Enfin, il ouvre le pot en terre du marchand, scellé d'un bouchon de liège. À l'intérieur, une essence concentrée : framboise, fraise, cerise, distillée à Kyoto. Il incline le pot, et une goutte, d'un rouge profond comme le jus d'une cerise mûre, tombe dans la théière. Une bouffée chaude s'échappe — un mélange de framboise juteuse, de fraise douce et de cerise ronde, avec une note presque amandée qui enveloppe les sens.

Il verse l'eau, puisée à la source fraîche du ruisseau à dix pas de la cabane et chauffée dans une bouilloire de fonte sur le feu. Cette eau pure, filtrée par les roches de granit de la montagne, juste frémissante, clapote en touchant les feuilles et les fruits. La théière s'emplit d'un nuage de vapeur, et les couleurs jaillissent. Les feuilles de thé se déplient, libérant un brun riche, profond, comme l'écorce d'un vieux cèdre. Les fraises et groseilles gonflent légèrement, leur rouge vibrant saignant dans l'eau, formant des volutes carmin qui dansent dans le liquide. L'essence de cerise ajoute une teinte pourpre, subtile, qui tourbillonne comme un ruban de soie.

L'infusion, encore claire au départ, s'assombrit peu à peu, prenant une robe d'ambre rougeâtre, chaude, presque vivante sous la lumière du foyer. L'odeur emplit la cabane : le thé noir, terreux et robuste, s'entrelace avec la douceur sucrée de la fraise, l'acidité vive de la groseille, et la chaleur veloutée de la cerise — une harmonie qui semble chanter la montagne elle-même.

Kenji attend, patient, ses mains posées sur ses genoux, sa veste en chanvre brun captant la chaleur du feu. Le vent siffle dehors, glissant entre les pins, et un hibou hulule au loin, note grave dans la nuit naissante. Après quelques minutes, il soulève la théière, son poids familier dans ses paumes calleuses. Il verse le thé dans une tasse en bois de kaki, sculptée l'an dernier avec son couteau à manche de prunier.

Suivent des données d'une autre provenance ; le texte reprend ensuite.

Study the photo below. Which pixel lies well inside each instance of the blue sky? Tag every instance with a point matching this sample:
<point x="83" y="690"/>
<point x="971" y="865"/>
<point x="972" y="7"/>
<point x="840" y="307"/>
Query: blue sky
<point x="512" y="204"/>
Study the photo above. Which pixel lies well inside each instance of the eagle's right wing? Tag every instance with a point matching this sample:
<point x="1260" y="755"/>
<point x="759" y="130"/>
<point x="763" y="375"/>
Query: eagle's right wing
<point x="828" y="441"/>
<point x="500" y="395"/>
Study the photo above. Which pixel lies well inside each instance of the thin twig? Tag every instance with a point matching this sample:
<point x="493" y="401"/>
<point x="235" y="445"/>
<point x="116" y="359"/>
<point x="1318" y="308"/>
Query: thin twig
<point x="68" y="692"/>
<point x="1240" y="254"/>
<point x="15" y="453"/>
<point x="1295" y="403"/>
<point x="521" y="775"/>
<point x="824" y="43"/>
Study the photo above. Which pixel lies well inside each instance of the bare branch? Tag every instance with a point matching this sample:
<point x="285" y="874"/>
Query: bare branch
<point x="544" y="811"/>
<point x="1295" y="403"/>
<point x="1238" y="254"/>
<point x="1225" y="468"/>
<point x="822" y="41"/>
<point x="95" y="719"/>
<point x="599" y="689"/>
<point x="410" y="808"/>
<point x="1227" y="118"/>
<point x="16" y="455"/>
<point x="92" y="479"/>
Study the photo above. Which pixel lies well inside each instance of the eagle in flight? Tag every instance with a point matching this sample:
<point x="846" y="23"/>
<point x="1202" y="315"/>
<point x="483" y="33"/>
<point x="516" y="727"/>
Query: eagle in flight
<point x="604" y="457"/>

Le liquide coule, scintillant, un flot d'ambre teinté de rouge, comme un coucher de soleil emprisonné. Des particules de fraise et de groseille flottent — minuscules éclats rubis dans la tasse, captant la lueur du foyer. Il porte la tasse à ses lèvres, inhale d'abord. L'odeur est un monde : le thé, boisé, évoque les feuilles mortes sous les théiers ; la fraise, sucrée, rappelle les baies cueillies dans les clairières ; la groseille, aiguë, pique le nez comme une brise d'automne ; et la cerise, profonde, laisse une trace chaude, presque charnelle.

La première gorgée est chaude, glissant sur sa langue comme une caresse. Le thé noir frappe d'abord, son amertume robuste, solide, ancrée comme la terre de Shizuoka. Puis la fraise s'éveille — une douceur ronde qui adoucit les angles, comme un fruit mûr éclatant sous les dents. La groseille surgit, vive, acidulée, une pointe qui réveille le palais et fait saliver. Enfin, la cerise s'installe, veloutée, avec une note chaude, presque sucrée, qui persiste, tapissant la gorge d'un souvenir d'été.

Chaque gorgée est un tableau : les rouges des fruits, l'ambre du thé, les odeurs mêlées de forêt et de verger, les goûts qui dansent, se répondent, s'équilibrent. Kenji boit lentement, les yeux mi-clos, le feu craquant, le vent murmurant, la tasse chaude contre ses paumes. Ce thé, c'est la montagne, les saisons, les mains du marchand — tout ce qui le lie au monde sans l'y retenir.